There is also a large number of tenants in the market pipeline, which is how JLL judges future demand, she said.
“Those levels remain at or very near highs as far as volume looking ahead for next year. The average deal size remains high on those,” Alexander said.
The momentum in industrial leasing also picked up in the second half of 2023.
“We think that’s going to roll into next year and allow us a healthy start to 2024,” Alexander said.
The southeast submarket, near Port Houston, will likely continue to outperform other submarkets, she said.
Construction levels should end 2024 at less than half of Q1 2023’s peak. Groundbreakings have declined every quarter this year, and that is expected to level off in 2024 with total quarterly construction levels at or below the five-year average, Alexander said.
“Developers in Houston have always been really good about self-checking when there's been a lot of supply, they kind of naturally pull back,” she said. “It's easier to turn off an industrial project because it’s so easy to get them out of the ground versus a multifamily housing project or a high-rise.”
While industrial demand cooled off faster than its supply pipeline this year, the decrease in construction is expected to ease the rise in industrial vacancy and rebalance the market going into 2024.
Life Sciences
Houston’s life sciences market is at an “interesting inflection point,” said Zach Leger, a senior associate with Stream Realty Partners. That is because there is a large amount of purpose-built product coming online during a downturn in the biotech industry.
“It’s been a pretty tough year,” Leger said.
New funding is now more similar to 2019 levels than 2020 to 2021 levels, since the latter saw low interest rates that drove a ton of money toward biotech, “whether it was necessarily a good idea or not,” Leger said.

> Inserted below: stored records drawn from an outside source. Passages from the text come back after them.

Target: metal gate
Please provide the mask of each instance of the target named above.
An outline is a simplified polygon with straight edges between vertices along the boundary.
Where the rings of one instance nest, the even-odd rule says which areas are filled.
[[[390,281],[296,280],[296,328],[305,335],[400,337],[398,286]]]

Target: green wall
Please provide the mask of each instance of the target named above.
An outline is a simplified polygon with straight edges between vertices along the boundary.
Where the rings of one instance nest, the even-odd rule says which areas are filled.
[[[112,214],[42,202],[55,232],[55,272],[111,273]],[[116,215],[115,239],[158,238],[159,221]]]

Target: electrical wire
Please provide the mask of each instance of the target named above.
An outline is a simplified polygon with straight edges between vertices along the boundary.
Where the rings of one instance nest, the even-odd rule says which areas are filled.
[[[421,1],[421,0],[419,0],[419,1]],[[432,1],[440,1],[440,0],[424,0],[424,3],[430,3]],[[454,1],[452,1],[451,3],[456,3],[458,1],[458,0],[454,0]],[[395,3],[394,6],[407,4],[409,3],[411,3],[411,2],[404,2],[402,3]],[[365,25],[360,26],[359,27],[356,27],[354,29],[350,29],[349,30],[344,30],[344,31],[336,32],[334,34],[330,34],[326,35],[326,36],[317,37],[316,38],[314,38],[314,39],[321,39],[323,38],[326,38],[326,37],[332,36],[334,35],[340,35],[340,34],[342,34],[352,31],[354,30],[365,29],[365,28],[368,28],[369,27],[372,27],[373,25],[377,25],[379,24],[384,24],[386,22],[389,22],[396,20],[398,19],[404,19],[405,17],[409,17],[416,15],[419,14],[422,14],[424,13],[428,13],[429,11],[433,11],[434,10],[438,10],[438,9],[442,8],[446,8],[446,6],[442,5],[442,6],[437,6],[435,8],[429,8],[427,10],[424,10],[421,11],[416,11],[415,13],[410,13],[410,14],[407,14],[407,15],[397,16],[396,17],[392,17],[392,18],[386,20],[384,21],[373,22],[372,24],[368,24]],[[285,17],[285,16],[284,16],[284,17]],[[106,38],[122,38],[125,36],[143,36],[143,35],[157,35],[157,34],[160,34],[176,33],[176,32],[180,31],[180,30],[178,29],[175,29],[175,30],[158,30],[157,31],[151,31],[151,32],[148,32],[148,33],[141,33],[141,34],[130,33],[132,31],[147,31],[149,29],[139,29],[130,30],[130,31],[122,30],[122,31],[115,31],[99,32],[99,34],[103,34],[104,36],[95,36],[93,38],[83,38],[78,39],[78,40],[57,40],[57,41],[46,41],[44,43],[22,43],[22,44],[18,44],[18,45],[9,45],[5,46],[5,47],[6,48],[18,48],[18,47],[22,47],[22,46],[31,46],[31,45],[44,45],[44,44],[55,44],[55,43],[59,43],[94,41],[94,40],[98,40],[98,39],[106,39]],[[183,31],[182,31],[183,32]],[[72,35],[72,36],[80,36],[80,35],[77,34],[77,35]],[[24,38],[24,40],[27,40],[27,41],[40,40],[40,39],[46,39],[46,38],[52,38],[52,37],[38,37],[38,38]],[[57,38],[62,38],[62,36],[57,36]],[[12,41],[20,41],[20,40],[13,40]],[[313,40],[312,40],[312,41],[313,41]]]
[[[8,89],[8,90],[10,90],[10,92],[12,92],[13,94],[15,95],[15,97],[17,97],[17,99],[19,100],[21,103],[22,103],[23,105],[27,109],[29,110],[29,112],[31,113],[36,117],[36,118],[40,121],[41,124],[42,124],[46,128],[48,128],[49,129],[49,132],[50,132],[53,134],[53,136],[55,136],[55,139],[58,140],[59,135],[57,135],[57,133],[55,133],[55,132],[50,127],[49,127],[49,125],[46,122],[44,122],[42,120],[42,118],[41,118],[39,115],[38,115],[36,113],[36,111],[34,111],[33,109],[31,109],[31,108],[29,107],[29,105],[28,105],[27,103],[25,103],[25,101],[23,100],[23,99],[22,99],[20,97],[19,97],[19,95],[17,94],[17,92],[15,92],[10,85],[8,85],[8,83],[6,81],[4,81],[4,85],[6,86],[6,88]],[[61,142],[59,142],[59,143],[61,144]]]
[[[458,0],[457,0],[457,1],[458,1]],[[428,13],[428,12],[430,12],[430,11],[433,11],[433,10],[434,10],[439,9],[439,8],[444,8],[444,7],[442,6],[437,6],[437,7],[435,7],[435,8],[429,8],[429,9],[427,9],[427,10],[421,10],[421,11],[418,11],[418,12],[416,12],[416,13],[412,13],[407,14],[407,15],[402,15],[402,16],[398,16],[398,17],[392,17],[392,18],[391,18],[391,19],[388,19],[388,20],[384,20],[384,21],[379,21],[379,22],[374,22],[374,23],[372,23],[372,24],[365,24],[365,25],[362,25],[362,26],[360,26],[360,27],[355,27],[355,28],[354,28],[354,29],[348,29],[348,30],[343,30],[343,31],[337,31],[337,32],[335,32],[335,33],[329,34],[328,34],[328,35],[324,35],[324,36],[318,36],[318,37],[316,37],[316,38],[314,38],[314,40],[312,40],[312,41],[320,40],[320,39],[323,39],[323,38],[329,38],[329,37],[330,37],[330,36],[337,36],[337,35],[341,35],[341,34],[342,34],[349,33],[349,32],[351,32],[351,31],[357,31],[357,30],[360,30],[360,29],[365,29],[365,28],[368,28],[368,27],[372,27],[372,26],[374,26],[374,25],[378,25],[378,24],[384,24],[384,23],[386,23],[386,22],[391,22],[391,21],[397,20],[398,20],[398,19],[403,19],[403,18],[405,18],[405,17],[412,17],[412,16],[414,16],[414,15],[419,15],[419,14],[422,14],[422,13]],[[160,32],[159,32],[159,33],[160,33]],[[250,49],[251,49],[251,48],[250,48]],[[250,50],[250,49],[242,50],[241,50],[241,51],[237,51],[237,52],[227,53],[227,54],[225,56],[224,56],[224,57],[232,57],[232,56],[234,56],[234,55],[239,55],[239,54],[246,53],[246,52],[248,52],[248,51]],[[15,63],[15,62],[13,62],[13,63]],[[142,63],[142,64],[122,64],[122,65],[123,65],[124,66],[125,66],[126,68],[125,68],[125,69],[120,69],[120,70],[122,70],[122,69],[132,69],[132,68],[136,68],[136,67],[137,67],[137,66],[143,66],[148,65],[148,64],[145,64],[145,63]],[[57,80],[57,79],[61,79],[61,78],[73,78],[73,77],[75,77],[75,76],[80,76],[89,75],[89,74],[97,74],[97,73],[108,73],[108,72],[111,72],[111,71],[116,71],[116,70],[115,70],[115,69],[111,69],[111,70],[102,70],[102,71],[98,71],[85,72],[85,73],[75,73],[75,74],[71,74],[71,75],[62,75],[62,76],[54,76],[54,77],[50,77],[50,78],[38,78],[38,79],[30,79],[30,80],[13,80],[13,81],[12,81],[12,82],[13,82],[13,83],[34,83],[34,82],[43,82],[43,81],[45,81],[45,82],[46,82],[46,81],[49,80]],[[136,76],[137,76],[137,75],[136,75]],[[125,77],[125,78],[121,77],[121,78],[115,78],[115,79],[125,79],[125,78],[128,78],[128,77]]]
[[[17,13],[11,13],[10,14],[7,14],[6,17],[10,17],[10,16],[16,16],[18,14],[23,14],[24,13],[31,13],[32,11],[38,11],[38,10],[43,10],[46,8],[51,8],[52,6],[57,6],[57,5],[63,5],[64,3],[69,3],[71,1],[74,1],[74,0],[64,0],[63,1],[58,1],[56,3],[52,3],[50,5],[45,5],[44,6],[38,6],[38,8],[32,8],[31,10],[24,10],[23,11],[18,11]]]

One argument for bringing life sciences business to Houston is that it is cheaper than other established clusters, he said, but the high quality and therefore high price of renting the product being delivered can present a challenge next year.
“It’s hard to recruit people from those clusters here,” he said.
Workforce development in Houston also remains disjointed, Leger said.
But the market also has some positive things going for it, like the passage of Proposition 10, which will bring significant cost savings. Houston also has major opportunities in the contract development and manufacturing space, and product in the suburbs could work for that, he said.
“There weren’t a ton of deals this year, so I hope more [next year],” Leger said. “But I don’t think Pfizer is setting up shop in Houston any time soon.”